Monday, August 30, 2010

Fatal Conceit

by Justin Logan & Christopher Preble

National Review
August 30, 2010

Americans used to have a wise skepticism about nation building. As recently as the 1990s, conservatives, especially, opposed the Clinton administration's social-engineering projects in Haiti, Somalia, and the Balkans: They doubted that the U.S. military should, or could, become a tool for creating modern states where none existed. After 9/11, however, as the U.S. military drifted into nation-building operations in Afghanistan and Iraq, even previously skeptical observers found themselves endorsing the expanded missions.
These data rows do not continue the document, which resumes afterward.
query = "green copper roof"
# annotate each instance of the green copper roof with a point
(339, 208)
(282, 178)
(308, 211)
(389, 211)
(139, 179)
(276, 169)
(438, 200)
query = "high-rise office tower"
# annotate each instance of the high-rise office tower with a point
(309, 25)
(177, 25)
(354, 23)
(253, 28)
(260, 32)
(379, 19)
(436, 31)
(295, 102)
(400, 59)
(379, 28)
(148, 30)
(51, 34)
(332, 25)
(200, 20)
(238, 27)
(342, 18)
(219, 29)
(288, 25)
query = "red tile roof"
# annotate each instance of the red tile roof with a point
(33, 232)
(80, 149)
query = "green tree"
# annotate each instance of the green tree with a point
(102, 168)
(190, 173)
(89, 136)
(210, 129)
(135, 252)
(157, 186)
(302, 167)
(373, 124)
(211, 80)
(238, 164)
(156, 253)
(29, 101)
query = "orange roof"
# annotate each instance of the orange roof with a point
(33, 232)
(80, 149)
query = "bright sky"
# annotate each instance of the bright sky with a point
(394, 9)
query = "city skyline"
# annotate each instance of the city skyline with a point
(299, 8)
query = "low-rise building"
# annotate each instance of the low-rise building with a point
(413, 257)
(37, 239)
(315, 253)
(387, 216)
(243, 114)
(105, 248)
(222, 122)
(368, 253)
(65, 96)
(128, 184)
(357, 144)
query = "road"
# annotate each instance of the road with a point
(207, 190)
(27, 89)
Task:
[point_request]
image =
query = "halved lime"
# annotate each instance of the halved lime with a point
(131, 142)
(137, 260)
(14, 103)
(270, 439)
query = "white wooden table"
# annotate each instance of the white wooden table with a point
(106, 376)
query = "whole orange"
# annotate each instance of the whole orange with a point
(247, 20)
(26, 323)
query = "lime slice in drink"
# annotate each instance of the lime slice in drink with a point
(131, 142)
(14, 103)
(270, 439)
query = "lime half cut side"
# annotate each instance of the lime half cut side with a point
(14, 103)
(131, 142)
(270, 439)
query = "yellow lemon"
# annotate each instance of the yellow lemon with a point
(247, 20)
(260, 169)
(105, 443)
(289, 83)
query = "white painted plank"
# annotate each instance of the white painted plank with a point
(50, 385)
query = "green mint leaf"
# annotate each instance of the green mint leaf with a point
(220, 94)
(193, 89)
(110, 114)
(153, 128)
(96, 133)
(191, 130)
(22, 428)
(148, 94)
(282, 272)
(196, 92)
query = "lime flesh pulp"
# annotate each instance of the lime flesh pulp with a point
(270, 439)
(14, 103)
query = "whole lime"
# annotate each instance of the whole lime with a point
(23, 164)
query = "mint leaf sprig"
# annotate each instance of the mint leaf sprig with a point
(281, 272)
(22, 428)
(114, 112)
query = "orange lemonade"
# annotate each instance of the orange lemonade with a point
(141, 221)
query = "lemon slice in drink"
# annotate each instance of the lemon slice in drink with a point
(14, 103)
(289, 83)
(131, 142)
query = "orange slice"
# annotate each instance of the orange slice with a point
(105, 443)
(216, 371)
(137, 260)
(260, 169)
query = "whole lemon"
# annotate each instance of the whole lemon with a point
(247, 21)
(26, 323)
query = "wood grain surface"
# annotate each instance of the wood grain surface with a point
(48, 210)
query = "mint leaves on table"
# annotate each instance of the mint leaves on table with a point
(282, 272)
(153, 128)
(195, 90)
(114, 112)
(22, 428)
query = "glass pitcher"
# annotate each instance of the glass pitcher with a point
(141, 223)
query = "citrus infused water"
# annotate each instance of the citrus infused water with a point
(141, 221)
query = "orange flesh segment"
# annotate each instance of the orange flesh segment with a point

Today, support for Barack Obama's nation-building project in Afghanistan is widespread, even among conservatives.

Despite this new consensus, nation building remains expensive, unnecessary, and unwise. In a literal sense, nations, unlike cars or computers, aren't built: They develop organically. As Charles Tilly observed in his 1990 book Coercion, Capital, and European States, when the foundation of the modern nation-state was laid in Europe during the 16th and 17th centuries, it was a natural outgrowth of changes in military technology and resulted from the economic requirements of fielding a national army. It was the farthest thing imaginable from what goes today by the name of "nation building" — i.e., an external effort (usually by the United States) to create a viable national government where one does not currently exist. In general, such efforts have been undertaken amid political violence, as in the case of the Clinton administration's endeavors in the Balkans and today's efforts in the mountains and valleys of Afghanistan.